4.7 KiB
8. FISHER PLUGINS
Sections: Index | 1. Configuration Variables | 2. Path Setup | 3. Key Bindings | 4. Abbreviations | 5. Functions Reference | 6. Dependency Catalog | 7. Customization | 8. Fisher Plugins | 9. Installation | 10. Personalization | 11. Viewing This Manual
Fisher is bootstrapped automatically on the first interactive session via
conf.d/first_run.fish. This also applies the Catppuccin Mocha theme and
prints a one-time welcome message (gated by __fish_config_op_greeting; set
it to 0 to suppress). Subsequent sessions skip all first-run logic with zero
overhead.
To re-trigger first-run initialization (e.g., after a fresh install or for testing), run:
set -Ue __fish_config_first_run_complete
Then open a new shell.
Fisher-Managed Plugins
The following plugins are fully managed by Fisher. Their files are installed
into the repo directory by Fisher and are listed in .gitignore — do not
commit them. Fisher installs and updates them automatically.
jorgebucaran/fisher Plugin manager itself
meaningful-ooo/sponge Remove failed commands from history
Sponge History Filtering
Sponge removes failed commands from history and, via conf.d/sponge_privacy.fish, also filters privacy-sensitive commands through three layers:
Layer 1 — Static patterns (universal, persistent across sessions): Commands matching any of these structural signatures are never recorded:
--password / --token / --passphrase / --api-key flags with values
Inline env assignments: GITHUB_TOKEN=xxx, MY_API_KEY=abc
Fish set with sensitive names: set -gx GITHUB_TOKEN xxx
URLs with embedded credentials: https://user:pass@host
HTTP Authorization headers: curl -H "Authorization: ..."
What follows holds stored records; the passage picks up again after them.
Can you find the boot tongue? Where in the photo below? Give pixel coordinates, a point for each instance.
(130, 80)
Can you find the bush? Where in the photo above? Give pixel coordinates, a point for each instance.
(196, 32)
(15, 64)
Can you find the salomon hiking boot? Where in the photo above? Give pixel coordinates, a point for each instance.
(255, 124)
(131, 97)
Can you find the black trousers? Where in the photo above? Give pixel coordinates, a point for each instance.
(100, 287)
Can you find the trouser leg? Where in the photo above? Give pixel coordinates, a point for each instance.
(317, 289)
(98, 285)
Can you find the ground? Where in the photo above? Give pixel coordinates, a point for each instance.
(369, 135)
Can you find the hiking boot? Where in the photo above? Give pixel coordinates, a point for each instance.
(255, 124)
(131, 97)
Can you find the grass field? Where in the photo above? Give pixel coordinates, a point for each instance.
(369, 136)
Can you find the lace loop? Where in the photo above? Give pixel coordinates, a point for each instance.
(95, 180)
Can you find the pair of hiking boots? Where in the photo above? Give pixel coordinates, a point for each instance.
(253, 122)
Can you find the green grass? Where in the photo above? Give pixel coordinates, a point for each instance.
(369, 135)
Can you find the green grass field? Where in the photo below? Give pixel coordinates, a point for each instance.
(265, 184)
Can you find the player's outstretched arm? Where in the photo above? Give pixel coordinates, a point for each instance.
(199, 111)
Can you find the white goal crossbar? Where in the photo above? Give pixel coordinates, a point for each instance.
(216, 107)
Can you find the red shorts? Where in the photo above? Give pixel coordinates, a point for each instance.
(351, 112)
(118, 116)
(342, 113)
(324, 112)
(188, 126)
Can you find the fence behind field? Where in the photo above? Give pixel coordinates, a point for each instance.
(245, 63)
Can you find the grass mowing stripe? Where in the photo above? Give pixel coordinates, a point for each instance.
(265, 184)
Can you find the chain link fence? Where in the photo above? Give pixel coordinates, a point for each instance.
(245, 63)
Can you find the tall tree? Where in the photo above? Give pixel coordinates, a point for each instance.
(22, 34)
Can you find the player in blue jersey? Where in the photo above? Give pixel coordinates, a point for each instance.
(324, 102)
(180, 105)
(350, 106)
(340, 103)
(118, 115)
Basic auth flags: curl -u user:pass
sshpass, docker login -p, openssl -passin/-passout
Layer 2 — Dynamic secret values (session globals, refreshed each login): On the first prompt, after secrets.fish has loaded, the literal values of all exported variables whose names suggest credentials (TOKEN, PASSWORD, SECRET, API_KEY, etc.) are collected, regex-escaped, and added as a session-scoped overlay. Because globals shadow universals in Fish, the combined list is what sponge sees. Rotating a token takes effect on the next login automatically.
Layer 3 — Per-command filter (sponge_filter_secrets): Catches credentials in variables exported after login, such as tokens sourced from a project .env file mid-session.
To add your own persistent patterns:
set -U -a sponge_regex_patterns 'your-regex-here'
To mark additional variable NAMES as credential-bearing (so Layer 2 scrubs
their values), add name tokens — via config-settings → Sponge, or directly:
set -U -a __fish_sponge_extra_sensitive ACME_API VAULT_PW
Tokens are folded into the Layer 2 name match case-insensitively as substrings,
so ACME_API also covers ACME_API_KEY. (The match uses --entire to return the
full variable name, so partial-name tokens dereference the right value.)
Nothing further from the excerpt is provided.